“I don’t like the desert,” tell him. “It’s dry, and dune buggies are dangerous. We’ll never get insured.”
He’s turning 35 in a year and eight months and he wants to get out of the rat race in advance of that. His idea is to go out into the desert, live in a wooden shack and rent out Dune Buggies to people who want to come out and have fun in the sand, or who are looking for someone who went into the desert and never came back.
“Get your feet off my dreams,” your fiancé will say. “I don’t want to be a wealthy securities broker when I’m 35. I wanna feel sand on my lips. I wanna smell the rubber of big round tires. I wanna live in a house with inventive plumbing.”
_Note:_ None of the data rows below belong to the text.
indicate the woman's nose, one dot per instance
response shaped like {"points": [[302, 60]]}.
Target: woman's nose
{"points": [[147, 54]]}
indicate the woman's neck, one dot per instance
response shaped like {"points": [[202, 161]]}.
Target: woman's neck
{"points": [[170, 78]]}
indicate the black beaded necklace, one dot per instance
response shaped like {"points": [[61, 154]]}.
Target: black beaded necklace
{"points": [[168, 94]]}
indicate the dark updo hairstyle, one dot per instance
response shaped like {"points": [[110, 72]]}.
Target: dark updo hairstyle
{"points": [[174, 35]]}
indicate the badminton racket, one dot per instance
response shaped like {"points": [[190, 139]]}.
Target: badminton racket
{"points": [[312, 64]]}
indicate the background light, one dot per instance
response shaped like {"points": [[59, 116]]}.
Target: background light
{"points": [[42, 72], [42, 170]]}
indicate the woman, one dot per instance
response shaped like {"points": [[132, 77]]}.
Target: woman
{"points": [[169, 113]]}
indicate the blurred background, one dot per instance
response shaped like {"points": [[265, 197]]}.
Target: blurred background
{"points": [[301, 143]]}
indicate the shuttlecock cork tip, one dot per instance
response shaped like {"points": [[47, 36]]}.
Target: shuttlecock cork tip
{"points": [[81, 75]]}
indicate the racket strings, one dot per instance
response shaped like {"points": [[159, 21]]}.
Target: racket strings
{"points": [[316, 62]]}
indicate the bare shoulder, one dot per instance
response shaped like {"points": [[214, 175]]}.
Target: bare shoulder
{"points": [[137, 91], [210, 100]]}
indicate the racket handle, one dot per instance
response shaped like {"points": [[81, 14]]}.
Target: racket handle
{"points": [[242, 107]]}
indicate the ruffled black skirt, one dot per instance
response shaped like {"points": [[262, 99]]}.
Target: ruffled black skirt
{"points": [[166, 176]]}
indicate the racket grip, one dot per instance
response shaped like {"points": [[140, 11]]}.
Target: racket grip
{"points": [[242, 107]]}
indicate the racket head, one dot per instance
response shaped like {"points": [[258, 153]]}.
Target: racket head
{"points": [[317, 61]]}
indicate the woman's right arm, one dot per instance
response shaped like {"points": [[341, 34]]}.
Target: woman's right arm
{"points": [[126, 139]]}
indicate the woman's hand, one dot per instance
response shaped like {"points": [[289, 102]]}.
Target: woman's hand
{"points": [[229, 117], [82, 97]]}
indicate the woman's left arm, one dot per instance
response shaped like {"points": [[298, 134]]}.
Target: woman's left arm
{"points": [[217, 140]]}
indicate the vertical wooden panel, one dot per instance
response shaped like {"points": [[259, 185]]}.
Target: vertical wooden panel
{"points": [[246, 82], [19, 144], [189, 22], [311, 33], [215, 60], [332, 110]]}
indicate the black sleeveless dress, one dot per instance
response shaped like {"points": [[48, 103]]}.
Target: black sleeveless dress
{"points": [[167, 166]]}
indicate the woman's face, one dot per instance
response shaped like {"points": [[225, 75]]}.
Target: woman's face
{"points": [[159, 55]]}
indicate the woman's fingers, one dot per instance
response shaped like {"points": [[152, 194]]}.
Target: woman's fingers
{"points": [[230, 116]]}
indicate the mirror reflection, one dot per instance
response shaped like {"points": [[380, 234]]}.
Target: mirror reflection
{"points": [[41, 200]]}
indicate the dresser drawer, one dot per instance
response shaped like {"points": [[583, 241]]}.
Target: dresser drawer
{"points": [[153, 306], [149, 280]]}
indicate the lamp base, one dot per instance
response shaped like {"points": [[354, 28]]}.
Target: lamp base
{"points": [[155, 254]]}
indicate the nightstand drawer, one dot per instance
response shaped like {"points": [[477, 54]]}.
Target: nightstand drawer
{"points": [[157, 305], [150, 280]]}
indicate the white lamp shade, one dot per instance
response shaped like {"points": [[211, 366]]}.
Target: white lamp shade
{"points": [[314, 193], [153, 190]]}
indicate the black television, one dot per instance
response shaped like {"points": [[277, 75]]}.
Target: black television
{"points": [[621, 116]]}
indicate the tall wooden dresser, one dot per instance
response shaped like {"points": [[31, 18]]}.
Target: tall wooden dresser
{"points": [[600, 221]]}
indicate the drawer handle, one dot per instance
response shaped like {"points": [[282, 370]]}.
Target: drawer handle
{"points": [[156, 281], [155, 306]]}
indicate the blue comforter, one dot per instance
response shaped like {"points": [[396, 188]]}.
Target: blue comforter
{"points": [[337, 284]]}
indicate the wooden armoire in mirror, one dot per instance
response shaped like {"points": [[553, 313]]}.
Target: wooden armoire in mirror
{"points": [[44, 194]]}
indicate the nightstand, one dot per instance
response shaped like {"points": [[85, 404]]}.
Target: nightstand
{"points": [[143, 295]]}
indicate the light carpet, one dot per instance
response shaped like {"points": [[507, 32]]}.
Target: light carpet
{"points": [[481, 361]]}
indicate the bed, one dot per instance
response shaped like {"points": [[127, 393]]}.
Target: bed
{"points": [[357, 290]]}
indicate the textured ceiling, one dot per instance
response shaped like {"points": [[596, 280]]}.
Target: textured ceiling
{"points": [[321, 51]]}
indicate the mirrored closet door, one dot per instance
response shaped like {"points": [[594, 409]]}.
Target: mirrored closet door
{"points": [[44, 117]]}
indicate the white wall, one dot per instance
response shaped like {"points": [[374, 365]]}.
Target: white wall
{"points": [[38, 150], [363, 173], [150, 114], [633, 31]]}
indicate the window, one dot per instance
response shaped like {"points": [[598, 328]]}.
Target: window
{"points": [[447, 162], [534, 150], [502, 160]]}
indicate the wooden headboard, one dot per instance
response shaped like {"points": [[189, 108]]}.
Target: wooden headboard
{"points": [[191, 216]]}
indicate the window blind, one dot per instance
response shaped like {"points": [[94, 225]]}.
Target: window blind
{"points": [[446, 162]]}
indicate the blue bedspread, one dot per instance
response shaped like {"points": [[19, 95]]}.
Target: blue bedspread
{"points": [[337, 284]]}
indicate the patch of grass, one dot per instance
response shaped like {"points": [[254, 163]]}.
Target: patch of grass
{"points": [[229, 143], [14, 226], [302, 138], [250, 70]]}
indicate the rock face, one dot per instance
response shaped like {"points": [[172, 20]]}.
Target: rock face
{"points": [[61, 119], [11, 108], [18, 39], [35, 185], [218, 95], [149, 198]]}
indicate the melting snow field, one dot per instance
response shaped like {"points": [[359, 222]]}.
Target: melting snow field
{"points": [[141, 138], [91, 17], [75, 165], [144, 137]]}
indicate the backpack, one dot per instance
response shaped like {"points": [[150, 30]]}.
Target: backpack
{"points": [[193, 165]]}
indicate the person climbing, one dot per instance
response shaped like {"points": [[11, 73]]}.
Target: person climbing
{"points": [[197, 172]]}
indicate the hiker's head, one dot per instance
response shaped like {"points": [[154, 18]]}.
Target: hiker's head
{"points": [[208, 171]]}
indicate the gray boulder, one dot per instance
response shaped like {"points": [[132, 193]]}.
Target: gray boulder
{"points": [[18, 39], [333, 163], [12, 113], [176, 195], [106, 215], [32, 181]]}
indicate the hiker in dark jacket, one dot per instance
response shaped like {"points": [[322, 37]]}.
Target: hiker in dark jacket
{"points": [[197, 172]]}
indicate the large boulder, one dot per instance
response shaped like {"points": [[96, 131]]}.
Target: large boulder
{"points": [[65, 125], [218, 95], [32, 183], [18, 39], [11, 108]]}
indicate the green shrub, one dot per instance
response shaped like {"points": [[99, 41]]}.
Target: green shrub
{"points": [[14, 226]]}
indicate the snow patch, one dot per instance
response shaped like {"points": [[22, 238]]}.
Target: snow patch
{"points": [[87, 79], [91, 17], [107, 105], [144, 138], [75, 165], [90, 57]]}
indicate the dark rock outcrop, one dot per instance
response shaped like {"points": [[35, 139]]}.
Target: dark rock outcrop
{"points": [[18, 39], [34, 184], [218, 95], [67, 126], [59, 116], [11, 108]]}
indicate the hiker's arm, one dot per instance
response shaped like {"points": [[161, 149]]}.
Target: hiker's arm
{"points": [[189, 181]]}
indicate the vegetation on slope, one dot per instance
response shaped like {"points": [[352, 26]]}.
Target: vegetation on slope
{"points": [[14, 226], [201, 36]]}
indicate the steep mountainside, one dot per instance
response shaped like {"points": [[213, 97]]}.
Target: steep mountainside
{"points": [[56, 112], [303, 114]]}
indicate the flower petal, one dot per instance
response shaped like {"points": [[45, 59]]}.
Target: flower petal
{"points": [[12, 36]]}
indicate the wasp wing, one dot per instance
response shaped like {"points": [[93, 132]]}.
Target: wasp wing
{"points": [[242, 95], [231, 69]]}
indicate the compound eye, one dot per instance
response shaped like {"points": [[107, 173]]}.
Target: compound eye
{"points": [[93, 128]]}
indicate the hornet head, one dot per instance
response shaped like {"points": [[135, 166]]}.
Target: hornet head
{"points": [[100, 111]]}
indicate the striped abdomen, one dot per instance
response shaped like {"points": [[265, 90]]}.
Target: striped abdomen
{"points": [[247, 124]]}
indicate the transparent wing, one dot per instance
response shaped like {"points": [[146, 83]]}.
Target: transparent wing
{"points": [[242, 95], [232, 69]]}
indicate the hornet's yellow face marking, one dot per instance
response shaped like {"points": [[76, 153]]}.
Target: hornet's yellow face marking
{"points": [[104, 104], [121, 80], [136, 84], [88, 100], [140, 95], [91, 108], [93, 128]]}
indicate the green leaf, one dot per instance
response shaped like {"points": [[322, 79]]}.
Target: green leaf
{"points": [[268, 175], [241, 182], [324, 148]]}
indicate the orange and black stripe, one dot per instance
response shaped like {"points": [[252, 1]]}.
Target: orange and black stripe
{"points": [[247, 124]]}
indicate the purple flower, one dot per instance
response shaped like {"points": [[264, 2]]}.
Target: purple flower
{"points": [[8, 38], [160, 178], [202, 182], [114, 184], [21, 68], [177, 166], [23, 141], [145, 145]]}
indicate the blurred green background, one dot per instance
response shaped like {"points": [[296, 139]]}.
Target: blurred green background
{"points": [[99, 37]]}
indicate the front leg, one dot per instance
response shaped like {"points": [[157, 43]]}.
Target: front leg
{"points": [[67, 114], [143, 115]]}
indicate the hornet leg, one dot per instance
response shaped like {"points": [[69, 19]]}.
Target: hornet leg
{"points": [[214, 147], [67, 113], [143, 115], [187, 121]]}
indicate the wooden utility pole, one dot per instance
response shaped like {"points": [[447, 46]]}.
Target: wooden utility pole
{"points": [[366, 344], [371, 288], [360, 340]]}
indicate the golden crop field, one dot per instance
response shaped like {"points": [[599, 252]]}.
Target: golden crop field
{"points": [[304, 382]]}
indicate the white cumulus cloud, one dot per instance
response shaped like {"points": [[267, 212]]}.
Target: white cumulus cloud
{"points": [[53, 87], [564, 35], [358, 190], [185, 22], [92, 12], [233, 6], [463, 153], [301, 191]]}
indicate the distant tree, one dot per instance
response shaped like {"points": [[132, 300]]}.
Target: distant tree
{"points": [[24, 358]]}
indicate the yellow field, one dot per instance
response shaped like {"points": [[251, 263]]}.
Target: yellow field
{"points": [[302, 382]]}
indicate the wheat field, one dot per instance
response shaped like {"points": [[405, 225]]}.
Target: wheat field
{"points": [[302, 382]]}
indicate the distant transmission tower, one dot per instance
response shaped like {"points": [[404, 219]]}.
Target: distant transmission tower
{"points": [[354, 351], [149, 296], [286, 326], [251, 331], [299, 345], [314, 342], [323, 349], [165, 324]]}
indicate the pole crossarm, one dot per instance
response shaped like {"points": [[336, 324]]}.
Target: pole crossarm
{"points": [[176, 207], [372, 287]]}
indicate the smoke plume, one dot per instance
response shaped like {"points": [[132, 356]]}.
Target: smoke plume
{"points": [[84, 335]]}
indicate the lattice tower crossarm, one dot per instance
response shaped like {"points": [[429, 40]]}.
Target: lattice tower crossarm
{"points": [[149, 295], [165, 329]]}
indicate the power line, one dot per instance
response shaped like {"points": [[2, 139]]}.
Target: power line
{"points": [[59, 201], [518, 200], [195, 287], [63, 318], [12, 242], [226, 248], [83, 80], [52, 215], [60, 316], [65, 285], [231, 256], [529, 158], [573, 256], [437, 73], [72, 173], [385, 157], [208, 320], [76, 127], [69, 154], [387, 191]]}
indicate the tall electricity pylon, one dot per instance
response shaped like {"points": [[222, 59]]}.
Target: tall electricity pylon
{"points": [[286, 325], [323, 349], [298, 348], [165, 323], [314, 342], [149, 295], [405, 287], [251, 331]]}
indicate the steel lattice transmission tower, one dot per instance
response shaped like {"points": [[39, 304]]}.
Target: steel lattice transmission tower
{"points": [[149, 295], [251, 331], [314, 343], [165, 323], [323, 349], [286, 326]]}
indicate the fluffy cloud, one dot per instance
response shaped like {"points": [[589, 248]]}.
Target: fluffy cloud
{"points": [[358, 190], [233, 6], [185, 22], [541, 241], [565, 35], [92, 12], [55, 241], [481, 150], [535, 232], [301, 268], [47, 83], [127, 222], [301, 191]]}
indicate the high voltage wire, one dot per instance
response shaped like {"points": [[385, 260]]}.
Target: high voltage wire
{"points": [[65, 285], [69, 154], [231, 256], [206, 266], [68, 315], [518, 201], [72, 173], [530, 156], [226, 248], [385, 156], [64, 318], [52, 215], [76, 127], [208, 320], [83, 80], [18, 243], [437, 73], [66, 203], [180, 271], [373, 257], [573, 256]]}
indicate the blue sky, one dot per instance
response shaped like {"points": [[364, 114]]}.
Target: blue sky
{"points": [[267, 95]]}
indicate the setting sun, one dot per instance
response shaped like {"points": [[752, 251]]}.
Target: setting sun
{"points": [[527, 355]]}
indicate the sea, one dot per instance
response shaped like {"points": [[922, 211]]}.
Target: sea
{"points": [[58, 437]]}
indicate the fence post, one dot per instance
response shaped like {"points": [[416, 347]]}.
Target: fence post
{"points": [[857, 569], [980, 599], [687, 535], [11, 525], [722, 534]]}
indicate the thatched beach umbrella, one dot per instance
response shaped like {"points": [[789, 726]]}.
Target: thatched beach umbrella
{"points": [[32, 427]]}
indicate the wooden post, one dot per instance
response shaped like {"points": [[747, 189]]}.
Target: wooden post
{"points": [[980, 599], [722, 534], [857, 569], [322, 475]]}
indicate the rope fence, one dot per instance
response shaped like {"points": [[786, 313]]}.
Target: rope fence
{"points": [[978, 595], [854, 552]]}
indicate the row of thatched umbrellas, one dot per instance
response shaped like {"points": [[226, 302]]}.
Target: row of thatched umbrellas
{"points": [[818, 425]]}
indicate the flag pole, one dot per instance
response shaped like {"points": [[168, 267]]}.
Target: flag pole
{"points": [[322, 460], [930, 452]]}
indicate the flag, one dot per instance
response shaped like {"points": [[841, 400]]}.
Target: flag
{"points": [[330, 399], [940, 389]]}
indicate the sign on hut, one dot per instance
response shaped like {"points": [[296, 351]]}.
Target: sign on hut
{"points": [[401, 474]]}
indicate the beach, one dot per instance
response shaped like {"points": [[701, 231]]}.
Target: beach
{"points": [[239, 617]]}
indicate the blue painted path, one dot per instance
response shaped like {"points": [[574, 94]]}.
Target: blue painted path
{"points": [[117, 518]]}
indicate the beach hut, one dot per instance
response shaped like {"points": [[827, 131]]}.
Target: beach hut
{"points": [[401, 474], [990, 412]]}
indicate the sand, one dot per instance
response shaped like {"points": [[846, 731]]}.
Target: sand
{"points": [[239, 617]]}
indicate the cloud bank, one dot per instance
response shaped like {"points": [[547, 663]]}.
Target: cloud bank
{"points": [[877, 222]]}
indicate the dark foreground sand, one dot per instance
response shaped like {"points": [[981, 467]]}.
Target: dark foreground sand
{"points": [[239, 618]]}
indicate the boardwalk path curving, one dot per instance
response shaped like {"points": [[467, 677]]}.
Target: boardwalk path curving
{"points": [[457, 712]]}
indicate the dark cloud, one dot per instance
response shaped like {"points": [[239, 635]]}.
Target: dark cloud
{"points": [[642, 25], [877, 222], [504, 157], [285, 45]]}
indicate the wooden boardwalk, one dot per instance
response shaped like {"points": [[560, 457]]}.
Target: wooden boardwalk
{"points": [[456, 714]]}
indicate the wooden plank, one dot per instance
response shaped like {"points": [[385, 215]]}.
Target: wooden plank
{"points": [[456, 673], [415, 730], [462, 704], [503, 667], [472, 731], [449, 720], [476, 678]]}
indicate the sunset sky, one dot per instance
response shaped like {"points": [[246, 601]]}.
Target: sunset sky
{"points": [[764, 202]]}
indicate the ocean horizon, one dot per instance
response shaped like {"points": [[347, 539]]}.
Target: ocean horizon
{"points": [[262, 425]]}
Tell him if he does that, the marriage is off. He’ll go and think about it, then come back to you.
“Okay, never mind the dune buggies. Let’s own and operate a roller coaster in Illinois.”
He’ll show you a Craig’s List ad for a Roller Coaster that is for sale. It’s located not far from where the man you truly love lives. This is a sign. You are meant to operate that roller coaster so he can take his kids there, see you, and the two of you can throw yourselves into a thrilling and careless affair.
“Done,” say. Your fiancé will kiss you on the lips in gratitude. He has no idea.
Happy You Don’t Want To Rent Dune Buggies Out In The Desert Day!